Each broadcast reply trigger is linked to a specific campaign. To handle replies from different broadcasts, create separate workflows with their own trigger.broadcast_reply nodes.
Channel-Specific Triggers
The following triggers restrict workflow execution to messages from a single channel. Use these when your workflow logic is channel-specific — for example, a workflow that only handles WhatsApp messages differently from other channels.
For workflows that should handle messages from any channel, use trigger.inbound_message instead. Channel-specific triggers are useful when you need different automation logic per channel.
trigger.whatsapp_message
Channel: WhatsApp — Starts only when a WhatsApp message arrives.
This trigger fires exclusively for inbound WhatsApp messages. Use it when your workflow contains WhatsApp-specific logic, such as template sending or WhatsApp-specific formatting.
Configuration
No configuration required. Auto-configured when placed on the canvas.
Outputs
Same output shape as trigger.inbound_message.
| Output | Type | Description |
|---|
message.text | string | The text content of the WhatsApp message |
message.type | string | Message type (text, image, document, audio, etc.) |
contact | object | The sender’s contact record |
conversation | object | The active conversation context |
timestamp | string | ISO 8601 timestamp |
Connections
- Inputs: None (entry point)
- Outputs: Single output handle
trigger.instagram_message
Channel: Instagram — Starts only when an Instagram DM arrives.
This trigger fires exclusively for inbound Instagram direct messages. Use it for Instagram-specific automation flows.
Configuration
No configuration required. Auto-configured when placed on the canvas.
Outputs
| Output | Type | Description |
|---|
message.text | string | The text content of the Instagram DM |
message.type | string | Message type (text, image, video, etc.) |
contact | object | The sender’s contact record |
conversation | object | The active conversation context |
timestamp | string | ISO 8601 timestamp |
Connections
- Inputs: None (entry point)
- Outputs: Single output handle
Instagram messages have a 1,000 character limit and do not support rich formatting or buttons. Plan your automation responses accordingly.
trigger.messenger_message
Channel: Messenger — Starts only when a Facebook Messenger message arrives.
This trigger fires exclusively for inbound Messenger messages. Use it for Messenger-specific automation flows.
Configuration
No configuration required. Auto-configured when placed on the canvas.
Outputs
| Output | Type | Description |
|---|
message.text | string | The text content of the Messenger message |
message.type | string | Message type (text, image, video, etc.) |
contact | object | The sender’s contact record |
conversation | object | The active conversation context |
timestamp | string | ISO 8601 timestamp |
Connections
- Inputs: None (entry point)
- Outputs: Single output handle
trigger.livechat_message
Channel: Live Chat — Starts when a live chat message arrives from a website visitor.
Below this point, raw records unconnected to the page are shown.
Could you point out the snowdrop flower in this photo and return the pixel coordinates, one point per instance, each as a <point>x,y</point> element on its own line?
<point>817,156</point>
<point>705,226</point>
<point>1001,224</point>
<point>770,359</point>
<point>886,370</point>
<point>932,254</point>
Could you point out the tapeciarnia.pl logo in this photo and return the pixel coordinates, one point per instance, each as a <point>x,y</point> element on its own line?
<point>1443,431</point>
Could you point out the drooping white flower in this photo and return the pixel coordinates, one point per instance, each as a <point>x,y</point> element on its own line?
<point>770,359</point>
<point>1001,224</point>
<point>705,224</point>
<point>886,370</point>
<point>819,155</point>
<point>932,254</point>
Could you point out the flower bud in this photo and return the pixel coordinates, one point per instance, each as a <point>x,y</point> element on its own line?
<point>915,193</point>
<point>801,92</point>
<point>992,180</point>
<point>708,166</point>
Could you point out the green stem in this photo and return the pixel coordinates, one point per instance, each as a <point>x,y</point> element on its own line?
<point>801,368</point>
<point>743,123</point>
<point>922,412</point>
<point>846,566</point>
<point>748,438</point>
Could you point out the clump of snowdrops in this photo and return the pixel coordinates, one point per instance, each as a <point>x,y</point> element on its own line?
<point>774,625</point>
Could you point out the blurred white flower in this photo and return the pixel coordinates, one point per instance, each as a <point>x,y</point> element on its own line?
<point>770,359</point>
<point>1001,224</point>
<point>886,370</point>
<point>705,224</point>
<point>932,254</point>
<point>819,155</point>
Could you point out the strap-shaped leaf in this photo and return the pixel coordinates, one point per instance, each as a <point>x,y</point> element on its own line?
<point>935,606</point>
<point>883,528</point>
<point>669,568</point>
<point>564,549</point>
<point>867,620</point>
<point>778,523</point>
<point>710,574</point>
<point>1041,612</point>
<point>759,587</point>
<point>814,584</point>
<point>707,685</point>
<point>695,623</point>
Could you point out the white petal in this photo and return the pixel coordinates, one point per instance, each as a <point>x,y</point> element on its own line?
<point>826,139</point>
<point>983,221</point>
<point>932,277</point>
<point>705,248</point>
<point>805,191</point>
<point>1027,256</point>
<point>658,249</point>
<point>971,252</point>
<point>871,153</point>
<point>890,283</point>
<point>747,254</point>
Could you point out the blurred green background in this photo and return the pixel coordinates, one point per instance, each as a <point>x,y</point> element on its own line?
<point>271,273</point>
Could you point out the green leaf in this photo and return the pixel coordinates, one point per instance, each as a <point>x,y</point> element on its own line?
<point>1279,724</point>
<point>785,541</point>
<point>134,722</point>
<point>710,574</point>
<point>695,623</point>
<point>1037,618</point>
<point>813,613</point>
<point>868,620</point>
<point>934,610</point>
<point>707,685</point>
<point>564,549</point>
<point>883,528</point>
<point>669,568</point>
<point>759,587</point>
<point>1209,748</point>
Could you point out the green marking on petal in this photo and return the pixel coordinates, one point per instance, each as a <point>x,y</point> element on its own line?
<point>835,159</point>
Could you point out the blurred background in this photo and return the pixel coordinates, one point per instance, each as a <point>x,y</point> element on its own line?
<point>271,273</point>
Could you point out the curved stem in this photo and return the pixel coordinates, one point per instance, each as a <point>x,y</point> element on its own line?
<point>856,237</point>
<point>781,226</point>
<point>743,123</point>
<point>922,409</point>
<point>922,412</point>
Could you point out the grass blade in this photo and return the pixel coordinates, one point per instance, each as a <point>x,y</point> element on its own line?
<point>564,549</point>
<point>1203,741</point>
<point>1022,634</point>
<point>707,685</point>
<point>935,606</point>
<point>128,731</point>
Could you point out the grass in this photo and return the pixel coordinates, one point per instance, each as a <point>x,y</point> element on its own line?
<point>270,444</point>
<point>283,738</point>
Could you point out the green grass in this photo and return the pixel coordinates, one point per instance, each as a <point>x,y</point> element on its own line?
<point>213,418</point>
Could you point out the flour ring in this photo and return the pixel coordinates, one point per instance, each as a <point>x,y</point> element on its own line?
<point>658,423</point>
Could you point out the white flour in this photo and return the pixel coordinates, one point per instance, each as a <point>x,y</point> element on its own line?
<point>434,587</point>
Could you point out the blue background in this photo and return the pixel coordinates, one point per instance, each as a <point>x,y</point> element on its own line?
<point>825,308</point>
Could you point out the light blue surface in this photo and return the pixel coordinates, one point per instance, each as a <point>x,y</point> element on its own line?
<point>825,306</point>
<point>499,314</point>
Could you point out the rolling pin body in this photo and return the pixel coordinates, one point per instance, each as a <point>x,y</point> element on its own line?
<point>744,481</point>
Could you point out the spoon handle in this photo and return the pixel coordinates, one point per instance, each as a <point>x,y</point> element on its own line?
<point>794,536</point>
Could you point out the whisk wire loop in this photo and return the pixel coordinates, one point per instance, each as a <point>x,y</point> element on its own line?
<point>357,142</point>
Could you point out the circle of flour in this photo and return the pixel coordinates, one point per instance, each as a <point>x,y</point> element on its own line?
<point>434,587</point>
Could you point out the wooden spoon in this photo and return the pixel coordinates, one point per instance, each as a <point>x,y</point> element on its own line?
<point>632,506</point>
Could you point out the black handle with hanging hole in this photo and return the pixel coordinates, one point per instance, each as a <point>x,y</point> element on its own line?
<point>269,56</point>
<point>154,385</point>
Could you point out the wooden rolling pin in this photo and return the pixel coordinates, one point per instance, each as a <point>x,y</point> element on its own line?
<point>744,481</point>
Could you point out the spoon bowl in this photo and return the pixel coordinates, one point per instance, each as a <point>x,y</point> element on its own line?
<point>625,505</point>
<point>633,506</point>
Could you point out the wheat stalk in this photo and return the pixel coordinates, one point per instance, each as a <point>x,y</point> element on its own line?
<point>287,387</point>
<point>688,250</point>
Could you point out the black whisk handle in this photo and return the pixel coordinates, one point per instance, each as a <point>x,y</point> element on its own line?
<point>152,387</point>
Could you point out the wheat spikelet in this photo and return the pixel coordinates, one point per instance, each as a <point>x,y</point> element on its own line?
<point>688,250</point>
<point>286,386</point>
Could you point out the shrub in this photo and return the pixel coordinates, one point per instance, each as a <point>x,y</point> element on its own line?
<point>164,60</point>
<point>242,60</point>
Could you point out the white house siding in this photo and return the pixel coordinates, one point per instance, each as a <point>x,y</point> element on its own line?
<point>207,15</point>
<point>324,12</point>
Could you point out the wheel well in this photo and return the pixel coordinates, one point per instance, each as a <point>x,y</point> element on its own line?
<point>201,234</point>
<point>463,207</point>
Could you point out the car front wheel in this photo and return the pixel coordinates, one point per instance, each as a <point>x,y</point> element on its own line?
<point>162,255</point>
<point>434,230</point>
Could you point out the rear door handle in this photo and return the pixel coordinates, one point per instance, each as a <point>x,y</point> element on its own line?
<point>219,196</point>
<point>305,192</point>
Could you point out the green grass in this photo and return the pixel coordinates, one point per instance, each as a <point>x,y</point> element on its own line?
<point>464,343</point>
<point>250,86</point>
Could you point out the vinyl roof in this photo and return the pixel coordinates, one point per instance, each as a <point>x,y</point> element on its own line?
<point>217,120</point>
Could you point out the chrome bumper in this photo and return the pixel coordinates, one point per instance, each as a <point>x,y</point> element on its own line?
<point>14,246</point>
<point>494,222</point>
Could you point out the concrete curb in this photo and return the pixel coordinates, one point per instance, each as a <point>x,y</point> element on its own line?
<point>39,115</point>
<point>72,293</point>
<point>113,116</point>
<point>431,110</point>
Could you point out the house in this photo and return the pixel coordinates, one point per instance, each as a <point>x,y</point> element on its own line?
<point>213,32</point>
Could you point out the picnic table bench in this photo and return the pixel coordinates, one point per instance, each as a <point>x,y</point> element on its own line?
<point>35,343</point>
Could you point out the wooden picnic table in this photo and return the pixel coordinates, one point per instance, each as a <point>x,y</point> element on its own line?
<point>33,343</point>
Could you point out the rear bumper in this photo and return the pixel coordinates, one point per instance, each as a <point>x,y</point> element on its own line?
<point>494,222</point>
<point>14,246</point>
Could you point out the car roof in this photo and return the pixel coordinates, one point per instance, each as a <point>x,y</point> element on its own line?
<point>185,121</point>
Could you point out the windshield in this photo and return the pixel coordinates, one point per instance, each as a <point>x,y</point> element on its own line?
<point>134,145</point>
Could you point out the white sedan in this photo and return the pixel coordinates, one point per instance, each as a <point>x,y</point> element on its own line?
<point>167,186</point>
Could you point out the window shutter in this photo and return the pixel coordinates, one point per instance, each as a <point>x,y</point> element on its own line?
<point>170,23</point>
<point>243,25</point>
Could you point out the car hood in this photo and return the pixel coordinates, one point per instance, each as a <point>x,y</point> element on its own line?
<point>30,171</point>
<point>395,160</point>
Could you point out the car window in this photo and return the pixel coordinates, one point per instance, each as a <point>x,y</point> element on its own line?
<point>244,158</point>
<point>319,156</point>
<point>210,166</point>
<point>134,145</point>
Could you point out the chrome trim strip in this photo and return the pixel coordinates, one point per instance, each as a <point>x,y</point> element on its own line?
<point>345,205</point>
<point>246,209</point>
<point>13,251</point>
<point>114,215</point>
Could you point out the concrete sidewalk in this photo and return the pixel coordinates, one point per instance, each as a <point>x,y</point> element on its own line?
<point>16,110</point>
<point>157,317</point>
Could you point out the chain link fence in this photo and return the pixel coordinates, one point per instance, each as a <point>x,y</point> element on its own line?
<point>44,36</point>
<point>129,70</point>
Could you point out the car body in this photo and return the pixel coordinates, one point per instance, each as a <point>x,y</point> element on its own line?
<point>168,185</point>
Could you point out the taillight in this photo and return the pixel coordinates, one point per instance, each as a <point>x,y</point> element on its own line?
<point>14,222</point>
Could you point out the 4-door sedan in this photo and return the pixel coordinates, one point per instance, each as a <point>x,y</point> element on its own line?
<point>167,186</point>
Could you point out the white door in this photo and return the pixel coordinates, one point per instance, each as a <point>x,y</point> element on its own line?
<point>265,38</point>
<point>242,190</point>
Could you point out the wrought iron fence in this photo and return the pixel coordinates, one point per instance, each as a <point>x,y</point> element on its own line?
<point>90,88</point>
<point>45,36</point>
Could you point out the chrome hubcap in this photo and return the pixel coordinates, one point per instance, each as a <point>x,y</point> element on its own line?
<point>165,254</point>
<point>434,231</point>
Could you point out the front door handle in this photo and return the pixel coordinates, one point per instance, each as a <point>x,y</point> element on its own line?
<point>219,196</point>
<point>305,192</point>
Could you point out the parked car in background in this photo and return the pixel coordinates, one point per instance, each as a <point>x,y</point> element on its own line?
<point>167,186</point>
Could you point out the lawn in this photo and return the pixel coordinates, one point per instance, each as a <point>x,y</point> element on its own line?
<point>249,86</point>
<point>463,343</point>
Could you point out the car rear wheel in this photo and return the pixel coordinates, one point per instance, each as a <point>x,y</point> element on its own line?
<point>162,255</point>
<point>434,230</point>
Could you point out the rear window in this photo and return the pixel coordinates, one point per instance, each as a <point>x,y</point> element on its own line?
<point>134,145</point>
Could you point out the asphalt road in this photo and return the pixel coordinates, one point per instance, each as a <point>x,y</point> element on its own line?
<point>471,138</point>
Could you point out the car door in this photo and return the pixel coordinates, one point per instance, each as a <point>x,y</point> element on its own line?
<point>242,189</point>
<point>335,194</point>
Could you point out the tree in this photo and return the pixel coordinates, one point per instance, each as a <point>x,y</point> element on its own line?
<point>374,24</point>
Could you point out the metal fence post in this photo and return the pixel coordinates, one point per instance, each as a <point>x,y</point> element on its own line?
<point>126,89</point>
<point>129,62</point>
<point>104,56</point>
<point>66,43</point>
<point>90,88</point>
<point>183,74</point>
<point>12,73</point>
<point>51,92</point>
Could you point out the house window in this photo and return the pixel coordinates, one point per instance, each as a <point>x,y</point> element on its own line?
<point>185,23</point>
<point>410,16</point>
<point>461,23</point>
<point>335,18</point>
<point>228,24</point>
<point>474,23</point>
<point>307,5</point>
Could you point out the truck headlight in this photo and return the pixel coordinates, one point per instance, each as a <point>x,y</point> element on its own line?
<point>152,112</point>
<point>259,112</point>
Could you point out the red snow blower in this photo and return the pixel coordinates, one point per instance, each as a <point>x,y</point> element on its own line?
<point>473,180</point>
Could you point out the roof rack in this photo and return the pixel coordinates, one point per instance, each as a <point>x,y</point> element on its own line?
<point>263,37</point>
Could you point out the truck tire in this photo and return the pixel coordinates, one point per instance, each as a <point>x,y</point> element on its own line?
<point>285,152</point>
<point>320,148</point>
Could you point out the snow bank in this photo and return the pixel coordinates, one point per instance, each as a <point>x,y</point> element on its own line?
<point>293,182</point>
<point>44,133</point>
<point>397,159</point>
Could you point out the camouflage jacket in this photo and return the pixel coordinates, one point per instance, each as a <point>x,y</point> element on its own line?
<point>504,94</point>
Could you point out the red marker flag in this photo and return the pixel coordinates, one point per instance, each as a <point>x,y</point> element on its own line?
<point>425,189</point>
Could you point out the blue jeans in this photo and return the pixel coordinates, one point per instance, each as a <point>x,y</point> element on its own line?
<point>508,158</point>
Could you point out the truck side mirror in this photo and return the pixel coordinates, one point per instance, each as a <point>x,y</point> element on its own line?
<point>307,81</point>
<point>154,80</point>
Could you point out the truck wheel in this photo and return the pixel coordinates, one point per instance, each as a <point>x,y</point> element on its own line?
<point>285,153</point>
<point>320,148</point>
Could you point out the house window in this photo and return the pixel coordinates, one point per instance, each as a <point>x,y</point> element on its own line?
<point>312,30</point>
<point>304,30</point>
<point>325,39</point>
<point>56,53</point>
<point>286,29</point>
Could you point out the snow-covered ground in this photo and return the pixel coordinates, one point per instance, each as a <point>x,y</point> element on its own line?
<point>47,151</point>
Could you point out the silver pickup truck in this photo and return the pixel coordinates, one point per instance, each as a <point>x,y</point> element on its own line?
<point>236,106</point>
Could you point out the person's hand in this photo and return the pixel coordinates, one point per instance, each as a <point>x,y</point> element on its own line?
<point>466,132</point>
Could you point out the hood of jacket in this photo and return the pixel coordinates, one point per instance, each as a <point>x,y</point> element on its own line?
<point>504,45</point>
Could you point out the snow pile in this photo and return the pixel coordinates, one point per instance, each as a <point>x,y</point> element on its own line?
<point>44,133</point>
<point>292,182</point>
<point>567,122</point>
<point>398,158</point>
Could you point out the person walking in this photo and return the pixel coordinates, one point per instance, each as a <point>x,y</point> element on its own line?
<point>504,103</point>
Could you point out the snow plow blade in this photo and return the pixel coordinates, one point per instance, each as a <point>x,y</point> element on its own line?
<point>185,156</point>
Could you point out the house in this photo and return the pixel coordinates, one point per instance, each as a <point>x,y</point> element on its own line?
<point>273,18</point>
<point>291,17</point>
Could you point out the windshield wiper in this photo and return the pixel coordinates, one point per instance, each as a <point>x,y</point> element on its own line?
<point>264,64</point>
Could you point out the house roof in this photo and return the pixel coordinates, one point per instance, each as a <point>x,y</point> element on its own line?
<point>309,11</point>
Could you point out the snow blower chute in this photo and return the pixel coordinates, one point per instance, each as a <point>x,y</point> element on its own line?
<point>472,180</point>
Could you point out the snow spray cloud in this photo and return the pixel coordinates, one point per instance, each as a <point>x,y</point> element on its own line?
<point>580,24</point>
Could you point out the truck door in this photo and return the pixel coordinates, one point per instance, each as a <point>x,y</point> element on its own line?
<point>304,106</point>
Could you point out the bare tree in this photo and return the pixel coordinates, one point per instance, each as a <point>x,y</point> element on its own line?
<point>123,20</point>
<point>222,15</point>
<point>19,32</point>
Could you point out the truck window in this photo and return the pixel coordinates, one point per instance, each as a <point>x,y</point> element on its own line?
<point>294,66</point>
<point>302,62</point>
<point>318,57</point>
This trigger fires exclusively for messages from your website’s live chat widget. Use it for website-specific automation, such as greeting visitors or qualifying leads from your site.
Configuration
No configuration required. Auto-configured when placed on the canvas.
Outputs
| Output | Type | Description |
|---|
message.text | string | The text content of the live chat message |
message.type | string | Message type (text, image, document, etc.) |
contact | object | The visitor’s contact record (includes pre-chat form data if collected) |
conversation | object | The active conversation context |
timestamp | string | ISO 8601 timestamp |
Connections
- Inputs: None (entry point)
- Outputs: Single output handle
Live Chat has no messaging window restrictions. Automated responses can be sent at any time during an active visitor session.